Scavidin® was used to target and concentrate intravenous doses of as little as one-tenth the conventional levels of the radioisotope Yttrium90 in one model, and the chemotherapy drug paclitaxel in another, to tumours growing under the skin.
Scavidin® is a two-part drug targeting technology originating from the DNA which expresses the scavenger receptor on white blood cells.
This natural receptor usually collects undesired fats and damaged cells and membranes from the blood, taking them into the white blood cells and releasing them for destruction as part of the body’s natural 'clean up' system.
By modifying the DNA sequence for such receptor types, Ark has developed a new family of receptors which bind only to the protein biotin.
The Scavidin® DNA is put into the tumour where it expresses the new drug targeting receptor. The therapeutic agent, pre-tagged with biotin, is then given intravenously at low doses.
As the therapeutic agent circulates round the body, Scavidin® extracts it from the blood by binding to the biotin tag, taking it into the cell and releasing it. The receptor then goes back and collects more.
This 'molecular shuttle' system concentrates the therapeutic agent from a low and ineffective dose in the blood to a high therapeutic dose specifically in the target tissue.
In this way an important and effective therapeutic, which could have a poor safety profile (such as chemotherapy with high unwanted side-effects) at a traditional dose, may be given in a low and safe dose systemically, with Scavidin® concentrating it specifically at the disease site where its treatment effect is needed. As such, it has enormous potential across many disease areas.
These latest results are from two cancer treatment models where aggressive tumours developed rapidly under the skin. Scavidin® DNA in a viral delivery vector was transfected into the growing tumours.
Two different treatments were then given intravenously at sub-therapeutic doses, biotin-tagged Yttrium 90 (a radio isotope) and biotin-tagged paclitaxel (a potent generic chemotherapy).

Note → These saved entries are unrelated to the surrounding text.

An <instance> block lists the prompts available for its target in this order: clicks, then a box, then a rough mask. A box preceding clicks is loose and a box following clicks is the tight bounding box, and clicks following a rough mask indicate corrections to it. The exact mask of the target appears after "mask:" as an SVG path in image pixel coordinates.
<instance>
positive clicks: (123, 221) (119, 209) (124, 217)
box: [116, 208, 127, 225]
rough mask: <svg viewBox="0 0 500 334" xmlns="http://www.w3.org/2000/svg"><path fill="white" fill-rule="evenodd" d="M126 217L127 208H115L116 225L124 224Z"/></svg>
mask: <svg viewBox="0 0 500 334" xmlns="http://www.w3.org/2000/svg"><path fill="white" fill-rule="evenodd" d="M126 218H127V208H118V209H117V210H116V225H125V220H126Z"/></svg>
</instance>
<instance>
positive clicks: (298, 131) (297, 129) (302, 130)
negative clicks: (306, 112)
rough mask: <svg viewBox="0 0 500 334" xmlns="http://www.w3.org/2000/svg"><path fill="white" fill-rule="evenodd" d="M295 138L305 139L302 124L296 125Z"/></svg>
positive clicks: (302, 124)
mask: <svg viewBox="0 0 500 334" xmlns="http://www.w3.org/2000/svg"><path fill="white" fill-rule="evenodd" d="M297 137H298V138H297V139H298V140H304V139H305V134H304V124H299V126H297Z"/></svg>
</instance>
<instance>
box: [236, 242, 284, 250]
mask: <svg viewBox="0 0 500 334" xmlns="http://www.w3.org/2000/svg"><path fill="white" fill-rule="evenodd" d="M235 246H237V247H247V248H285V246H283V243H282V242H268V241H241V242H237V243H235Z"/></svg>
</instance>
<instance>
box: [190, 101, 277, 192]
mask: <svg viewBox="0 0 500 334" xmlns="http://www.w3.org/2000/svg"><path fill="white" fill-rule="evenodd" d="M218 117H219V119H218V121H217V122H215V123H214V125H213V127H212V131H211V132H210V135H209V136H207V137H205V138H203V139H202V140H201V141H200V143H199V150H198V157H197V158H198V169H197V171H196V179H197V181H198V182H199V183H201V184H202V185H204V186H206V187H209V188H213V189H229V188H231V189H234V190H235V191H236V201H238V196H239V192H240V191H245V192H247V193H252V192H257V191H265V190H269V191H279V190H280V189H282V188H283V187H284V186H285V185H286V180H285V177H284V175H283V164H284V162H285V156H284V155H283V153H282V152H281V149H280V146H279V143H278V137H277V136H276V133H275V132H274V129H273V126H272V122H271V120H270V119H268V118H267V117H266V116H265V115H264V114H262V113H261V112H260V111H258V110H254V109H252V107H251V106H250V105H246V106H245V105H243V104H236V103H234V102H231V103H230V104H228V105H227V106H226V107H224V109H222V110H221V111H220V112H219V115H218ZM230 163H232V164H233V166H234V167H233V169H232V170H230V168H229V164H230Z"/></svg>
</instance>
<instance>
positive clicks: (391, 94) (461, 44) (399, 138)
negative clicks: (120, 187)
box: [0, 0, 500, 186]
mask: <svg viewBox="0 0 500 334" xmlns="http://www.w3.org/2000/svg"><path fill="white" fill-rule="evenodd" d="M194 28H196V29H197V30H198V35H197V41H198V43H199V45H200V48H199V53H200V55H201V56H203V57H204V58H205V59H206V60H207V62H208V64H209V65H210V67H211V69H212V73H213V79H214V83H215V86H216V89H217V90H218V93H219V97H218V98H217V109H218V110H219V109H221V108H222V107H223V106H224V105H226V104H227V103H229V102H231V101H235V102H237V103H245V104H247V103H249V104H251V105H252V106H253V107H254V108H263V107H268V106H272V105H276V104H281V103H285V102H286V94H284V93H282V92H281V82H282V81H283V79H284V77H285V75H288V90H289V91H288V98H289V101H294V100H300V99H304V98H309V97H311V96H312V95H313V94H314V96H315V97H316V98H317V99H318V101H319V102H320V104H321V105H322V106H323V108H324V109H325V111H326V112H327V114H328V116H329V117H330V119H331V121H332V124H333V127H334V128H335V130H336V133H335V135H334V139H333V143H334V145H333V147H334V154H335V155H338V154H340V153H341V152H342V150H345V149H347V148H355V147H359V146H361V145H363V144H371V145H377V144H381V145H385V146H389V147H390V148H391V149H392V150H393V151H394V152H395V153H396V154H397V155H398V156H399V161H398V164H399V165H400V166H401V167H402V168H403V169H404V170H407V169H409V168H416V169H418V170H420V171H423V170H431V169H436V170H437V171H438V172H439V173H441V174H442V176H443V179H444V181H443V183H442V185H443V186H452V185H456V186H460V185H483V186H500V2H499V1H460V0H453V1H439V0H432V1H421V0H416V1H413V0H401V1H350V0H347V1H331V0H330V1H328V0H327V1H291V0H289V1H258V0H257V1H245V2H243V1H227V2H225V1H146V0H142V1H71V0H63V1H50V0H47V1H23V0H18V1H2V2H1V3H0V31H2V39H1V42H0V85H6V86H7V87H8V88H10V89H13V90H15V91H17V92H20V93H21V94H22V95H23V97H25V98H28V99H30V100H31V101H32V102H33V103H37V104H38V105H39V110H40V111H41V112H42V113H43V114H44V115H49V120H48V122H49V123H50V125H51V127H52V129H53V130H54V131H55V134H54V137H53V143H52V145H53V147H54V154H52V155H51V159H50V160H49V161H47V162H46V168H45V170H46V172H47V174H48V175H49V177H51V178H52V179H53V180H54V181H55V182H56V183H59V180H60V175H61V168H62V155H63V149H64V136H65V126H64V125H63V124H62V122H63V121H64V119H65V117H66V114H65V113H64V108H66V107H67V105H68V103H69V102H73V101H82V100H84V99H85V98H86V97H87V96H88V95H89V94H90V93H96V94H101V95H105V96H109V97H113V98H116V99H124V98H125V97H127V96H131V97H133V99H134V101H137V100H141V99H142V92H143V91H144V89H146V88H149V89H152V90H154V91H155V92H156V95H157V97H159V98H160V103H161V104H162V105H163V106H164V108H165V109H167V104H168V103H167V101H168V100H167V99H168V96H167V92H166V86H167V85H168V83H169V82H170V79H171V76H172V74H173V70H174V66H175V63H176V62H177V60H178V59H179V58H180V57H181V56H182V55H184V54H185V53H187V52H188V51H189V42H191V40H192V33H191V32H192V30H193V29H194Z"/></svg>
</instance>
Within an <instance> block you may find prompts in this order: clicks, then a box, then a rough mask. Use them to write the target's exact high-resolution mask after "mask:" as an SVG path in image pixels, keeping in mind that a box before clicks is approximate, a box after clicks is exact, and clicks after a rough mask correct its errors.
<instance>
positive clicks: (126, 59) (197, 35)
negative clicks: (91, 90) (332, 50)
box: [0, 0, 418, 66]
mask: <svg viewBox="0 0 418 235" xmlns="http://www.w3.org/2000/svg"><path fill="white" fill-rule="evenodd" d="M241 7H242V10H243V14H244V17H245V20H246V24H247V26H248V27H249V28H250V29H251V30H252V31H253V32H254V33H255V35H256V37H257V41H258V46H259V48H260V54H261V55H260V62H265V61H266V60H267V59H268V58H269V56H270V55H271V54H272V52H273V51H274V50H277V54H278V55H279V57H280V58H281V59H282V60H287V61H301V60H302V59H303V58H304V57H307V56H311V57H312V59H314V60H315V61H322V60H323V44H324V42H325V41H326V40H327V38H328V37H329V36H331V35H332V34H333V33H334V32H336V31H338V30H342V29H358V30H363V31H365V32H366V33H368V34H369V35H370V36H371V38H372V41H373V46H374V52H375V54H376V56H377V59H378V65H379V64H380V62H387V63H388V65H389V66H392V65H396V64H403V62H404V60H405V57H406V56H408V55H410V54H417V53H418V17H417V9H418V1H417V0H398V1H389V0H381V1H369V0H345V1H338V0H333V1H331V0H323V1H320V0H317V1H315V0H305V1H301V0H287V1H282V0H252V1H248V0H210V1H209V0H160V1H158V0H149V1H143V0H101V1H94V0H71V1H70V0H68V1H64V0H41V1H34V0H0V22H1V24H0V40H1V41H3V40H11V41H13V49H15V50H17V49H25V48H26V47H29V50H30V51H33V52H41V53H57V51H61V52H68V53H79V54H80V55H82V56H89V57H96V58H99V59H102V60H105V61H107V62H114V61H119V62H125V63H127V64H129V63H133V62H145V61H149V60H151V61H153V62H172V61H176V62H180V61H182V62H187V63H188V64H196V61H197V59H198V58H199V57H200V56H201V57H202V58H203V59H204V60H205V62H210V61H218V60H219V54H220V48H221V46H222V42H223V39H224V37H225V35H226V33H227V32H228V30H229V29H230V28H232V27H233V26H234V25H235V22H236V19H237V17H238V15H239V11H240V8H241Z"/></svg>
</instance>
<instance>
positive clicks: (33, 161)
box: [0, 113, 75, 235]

Each treatment eliminated tumour growth during the respective 7-10 day study periods with a clear treatment response quickly evident. Tumours in non-treated controls showed a three to five fold increase in size in the same period. No side-effects were observed.
Nigel Parker, CEO of Ark, commented, "These results indicate that Scavidin® has the potential both to improve the therapeutic effect and to reduce the unpleasant side-effects of a wide variety of drugs, most obviously chemotherapy and other potent anti-cancer agents, but also in many other therapies where the side-effects are high and thus dose-limiting."
"This is another ground-breaking step forward in DNA-based medicine at Ark, which is now clearly establishing itself as a global leader in this important and rapidly emerging area of medicine."
Professor Seppo Ylä-Herrtuala, Ark’s Director of Molecular Medicine, added, "Scavidin® targeting technology offers the possibility of cancer patients being given up to a 10 times lower dose of radiation or chemotherapy than in conventional treatment approaches, which could markedly reduce the side-effects and enable the treatment to be repeated more easily."
"An additional advantage is that the anti-cancer drug can be concentrated into the tumour at higher levels and thus its biological cancer 'killing' efficacy can be very substantially increased."